I paused, scrutinizing the man's homely, impassive face.
"Did Master Jerry do much drinking before he went into training,
Christopher?"
"A little, what any gentleman would, out in the world, sir."
"You've noticed it since the fight?"
He hesitated. Loyalty was bred in his bone.
"Yes, sir."
"You know, Christopher, that I've spent my life trying to make Jerry a
fine man?"
"You 'ave, sir. It's a pity--the--the drink. But it can't 'ave much
of a 'old on 'im yet, sir."
"Then you _have_ noticed?"
"Yes, sir."
"When did he begin?"
He paused a moment.
"I think it was the day after the fight, that very night, to be
hexact, sir."
"I see. The night after the fight. He spent the evening out and when
he came home, was he intoxicated?"
"Not then, no, sir. But 'e'd been drinkin', just mildly lit--in a
manner o' speakin' sir, not drunk, but gay and kind o' sarcastic-like;
not like Master Jerry 'imself, sir."
"Had he been with some other gentlemen during the evening?"
"No, sir. 'E 'ad been callin' on a lady, but stopped at 'is club on
the way around--"
"What lady?"
"I--I--"
"You may speak freely, Christopher. Miss Van Wyck?"
"I--I think so, sir. They 'ad an appointment."
"I see. And did he drink again that night?"
"A few brandies--yes, sir. Ye see, sir, it got to him
quick-like--breakin' training so suddent."
"I understand. And you put him to bed."
"Yes, sir, in a manner o' speakin' I did, sir."
"When did you notice his drinking again?"
"Not for some days, sir."
"And what then?"
"The same thing happened again, sir."
"I see." I paced the floor silently, my inclination to question
further struggling against my sense of the fitness of things. Was not
Christopher, after all, a friend as well as a servant, a well-tried
friend of Jerry's clan? "Did you connect the fact of Master Jerry's
drinking with his visits to the lady I have mentioned, Christopher?" I
asked in a moment.
He paused a moment scratching his head in perplexity, and then blurted
forth without reserve.
"I'm glad you've spoken, Mr. Canby. I'm not given to talkin' over
Master Jerry's private affairs, sir, but it's all in the family, like,
though I wouldn't 'ave Master Jerry know--"
"Master Jerry will not know."
"Well, Mr. Canby, if you'd ask my hopinion, sir, I'd say that this
young lady--sayin' no names, sir--is doin' no good to Master Jerry.
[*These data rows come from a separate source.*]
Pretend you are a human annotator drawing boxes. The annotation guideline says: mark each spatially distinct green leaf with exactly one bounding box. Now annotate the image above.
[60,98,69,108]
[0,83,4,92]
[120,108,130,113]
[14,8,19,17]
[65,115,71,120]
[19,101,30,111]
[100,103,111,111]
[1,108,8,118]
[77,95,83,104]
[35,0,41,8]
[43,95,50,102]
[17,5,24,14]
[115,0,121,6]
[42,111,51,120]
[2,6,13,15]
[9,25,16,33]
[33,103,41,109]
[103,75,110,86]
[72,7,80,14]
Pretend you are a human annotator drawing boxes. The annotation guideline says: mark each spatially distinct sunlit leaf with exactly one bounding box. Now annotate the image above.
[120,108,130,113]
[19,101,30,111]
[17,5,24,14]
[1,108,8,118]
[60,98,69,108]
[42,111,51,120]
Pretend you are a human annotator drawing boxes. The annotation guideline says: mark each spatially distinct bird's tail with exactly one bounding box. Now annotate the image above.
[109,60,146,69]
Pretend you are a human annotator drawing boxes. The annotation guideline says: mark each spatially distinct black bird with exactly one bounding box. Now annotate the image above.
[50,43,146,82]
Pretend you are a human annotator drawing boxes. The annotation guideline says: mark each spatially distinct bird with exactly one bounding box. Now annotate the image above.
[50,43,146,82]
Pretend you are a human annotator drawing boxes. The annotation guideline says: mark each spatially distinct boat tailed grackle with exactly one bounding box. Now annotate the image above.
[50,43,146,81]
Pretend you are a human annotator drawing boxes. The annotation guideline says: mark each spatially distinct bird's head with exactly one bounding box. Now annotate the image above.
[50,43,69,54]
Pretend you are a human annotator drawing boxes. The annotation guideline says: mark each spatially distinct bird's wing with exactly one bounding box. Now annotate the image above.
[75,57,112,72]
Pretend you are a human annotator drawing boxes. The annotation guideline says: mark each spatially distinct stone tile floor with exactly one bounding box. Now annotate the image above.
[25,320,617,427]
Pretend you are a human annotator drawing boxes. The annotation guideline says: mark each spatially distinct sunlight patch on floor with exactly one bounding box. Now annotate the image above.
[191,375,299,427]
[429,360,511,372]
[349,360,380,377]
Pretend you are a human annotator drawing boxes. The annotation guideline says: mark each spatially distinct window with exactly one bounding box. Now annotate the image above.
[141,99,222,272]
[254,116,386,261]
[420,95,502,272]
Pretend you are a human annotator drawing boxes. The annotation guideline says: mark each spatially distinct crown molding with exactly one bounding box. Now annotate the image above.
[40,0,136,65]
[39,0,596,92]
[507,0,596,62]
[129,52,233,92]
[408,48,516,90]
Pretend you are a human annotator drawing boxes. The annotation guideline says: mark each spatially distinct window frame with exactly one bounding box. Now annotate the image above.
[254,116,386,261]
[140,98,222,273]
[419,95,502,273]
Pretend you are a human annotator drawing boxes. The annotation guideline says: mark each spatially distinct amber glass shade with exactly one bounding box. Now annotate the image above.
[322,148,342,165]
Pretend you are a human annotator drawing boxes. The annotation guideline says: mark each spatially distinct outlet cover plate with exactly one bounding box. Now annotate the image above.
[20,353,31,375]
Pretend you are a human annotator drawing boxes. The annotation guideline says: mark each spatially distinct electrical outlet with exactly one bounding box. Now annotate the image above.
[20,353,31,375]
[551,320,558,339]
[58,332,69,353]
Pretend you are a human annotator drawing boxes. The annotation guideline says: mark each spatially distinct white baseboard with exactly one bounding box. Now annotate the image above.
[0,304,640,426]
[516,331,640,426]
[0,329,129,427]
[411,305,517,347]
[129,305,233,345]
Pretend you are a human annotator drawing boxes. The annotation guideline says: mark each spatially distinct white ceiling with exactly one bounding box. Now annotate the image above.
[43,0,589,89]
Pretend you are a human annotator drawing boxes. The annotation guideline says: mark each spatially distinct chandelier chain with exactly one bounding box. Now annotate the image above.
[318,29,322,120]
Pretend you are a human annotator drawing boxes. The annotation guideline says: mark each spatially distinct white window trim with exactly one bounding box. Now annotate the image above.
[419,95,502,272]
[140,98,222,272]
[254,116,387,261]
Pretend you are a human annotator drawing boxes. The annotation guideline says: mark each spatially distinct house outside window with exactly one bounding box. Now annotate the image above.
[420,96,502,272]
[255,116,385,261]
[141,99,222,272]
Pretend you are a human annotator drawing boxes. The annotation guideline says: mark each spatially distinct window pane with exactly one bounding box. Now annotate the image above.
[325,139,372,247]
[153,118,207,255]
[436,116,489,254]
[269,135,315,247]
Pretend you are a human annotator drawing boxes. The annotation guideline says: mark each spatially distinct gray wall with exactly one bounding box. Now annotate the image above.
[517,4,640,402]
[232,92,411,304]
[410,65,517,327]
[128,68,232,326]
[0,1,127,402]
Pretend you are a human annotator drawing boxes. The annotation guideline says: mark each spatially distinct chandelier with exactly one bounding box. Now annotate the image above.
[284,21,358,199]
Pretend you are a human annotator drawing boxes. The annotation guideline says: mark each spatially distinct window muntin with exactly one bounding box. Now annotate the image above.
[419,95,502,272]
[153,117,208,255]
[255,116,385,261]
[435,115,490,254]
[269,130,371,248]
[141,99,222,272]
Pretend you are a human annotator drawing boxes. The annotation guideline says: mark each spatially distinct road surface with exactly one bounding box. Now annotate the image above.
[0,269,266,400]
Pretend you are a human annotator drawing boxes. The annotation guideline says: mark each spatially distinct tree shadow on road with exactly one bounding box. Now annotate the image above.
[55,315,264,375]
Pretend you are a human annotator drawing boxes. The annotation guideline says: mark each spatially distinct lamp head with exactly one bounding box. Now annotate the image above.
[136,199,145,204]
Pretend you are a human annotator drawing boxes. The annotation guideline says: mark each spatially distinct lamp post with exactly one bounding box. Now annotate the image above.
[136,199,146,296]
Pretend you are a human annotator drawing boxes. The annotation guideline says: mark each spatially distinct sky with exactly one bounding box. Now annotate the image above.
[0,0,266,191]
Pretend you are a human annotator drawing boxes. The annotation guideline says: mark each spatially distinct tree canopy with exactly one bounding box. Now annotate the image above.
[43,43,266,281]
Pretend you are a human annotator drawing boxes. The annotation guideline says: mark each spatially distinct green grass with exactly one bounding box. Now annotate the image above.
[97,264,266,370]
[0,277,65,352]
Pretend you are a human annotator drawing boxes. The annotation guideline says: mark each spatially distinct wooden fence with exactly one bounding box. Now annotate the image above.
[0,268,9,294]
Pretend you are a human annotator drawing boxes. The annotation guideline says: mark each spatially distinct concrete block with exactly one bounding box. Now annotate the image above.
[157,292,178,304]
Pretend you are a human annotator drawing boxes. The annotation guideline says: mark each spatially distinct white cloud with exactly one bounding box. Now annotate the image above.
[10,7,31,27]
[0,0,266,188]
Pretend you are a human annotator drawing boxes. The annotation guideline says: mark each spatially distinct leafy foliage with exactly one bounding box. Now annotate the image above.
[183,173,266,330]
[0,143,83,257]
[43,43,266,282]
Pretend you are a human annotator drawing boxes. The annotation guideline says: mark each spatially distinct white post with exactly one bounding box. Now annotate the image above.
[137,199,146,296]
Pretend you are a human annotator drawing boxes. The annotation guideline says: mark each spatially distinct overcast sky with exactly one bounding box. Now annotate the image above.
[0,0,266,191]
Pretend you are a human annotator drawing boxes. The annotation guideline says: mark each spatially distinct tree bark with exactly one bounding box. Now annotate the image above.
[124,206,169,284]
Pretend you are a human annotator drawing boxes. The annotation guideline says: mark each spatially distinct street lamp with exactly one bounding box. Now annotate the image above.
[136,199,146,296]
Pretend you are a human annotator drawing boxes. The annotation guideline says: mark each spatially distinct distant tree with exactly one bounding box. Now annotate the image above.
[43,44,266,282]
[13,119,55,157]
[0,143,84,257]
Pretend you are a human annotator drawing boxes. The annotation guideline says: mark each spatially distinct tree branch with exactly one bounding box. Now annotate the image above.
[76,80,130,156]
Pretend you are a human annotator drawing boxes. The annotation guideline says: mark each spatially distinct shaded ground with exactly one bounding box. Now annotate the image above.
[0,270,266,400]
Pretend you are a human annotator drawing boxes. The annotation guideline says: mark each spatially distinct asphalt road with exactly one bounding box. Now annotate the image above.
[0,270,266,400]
She's always got 'im fussed, sir, an' irritable. 'E's not like
'imself--not like 'imself at all, sir. Why, Mr. Canby, I'm not the
kind as listens behind keyholes, sir, but one night last week when she
comes to the 'ouse in New York to visit 'im--"
"Ah, she came to the house?"
"Yes, sir, alone, sir, at night; a most unproper thing for a nice girl
to do, sir, if I must say it, Mr. Canby. I couldn't 'elp 'earin' in
the next room, or seein' for the matter of that. Master Jerry is out
of 'is 'ead about 'er, an' no mistake, sir. I could 'ear 'is voice
soft-like an she indifferent, leadin' 'im on, a-playin' with 'im, sir.
Seemed to me like she was sweet an' mad-like by turns. She's a strange
one, Mr. Canby, an' if the matter goes no further I'd like to say,
sir, that I've no fancy for such doin's in a lady."
"Nor I, Christopher. You heard what she said?"
"I couldn't 'elp, some of it. 'Twas about the fight, sir. 'But you
lost,' says she again and again when 'e speaks to 'er soft-like. 'You
lost. You let that ugly gorilla'--them's 'er words, sir, speakin' o'
Clancy--'you let that gorilla beat you, you, my fightin' god.' I
remember the words, sir, 'er hexact words, sir, she said them again
and again. Queer talk for a drawin' room, Mr. Canby, in a lady's
mouth, an' Master Jerry talkin' low all the time and tellin' her he
loved 'er--not darin' even to touch 'er 'and, sir, an' lookin' at her
pleadin' like; 'im with his soft eyes, 'im with 'is great strength an'
manhood, like a child before 'er, not even touchin' 'er, sir, with 'er
temptin' and tantalizing." He broke off with a shrug. "'Tis a queer
world, sir, where them that calls themselves ladies comes a visitin'
gentlemen alone at night, an' goes away clean with a laugh on their
lips. A gentleman Master 'Jerry is, sir, too good for the likes o'
her." The man paused and looked toward the door with a startled air.
"I 'ave no business sayin' what's in my mind, even to you, Mr. Canby.
You'll not tell 'im, sir?"
"No. I'm glad you've spoken. You've said nothing of this--to anyone?"
"I'd cut my tongue out first, sir," he muttered, wagging his head.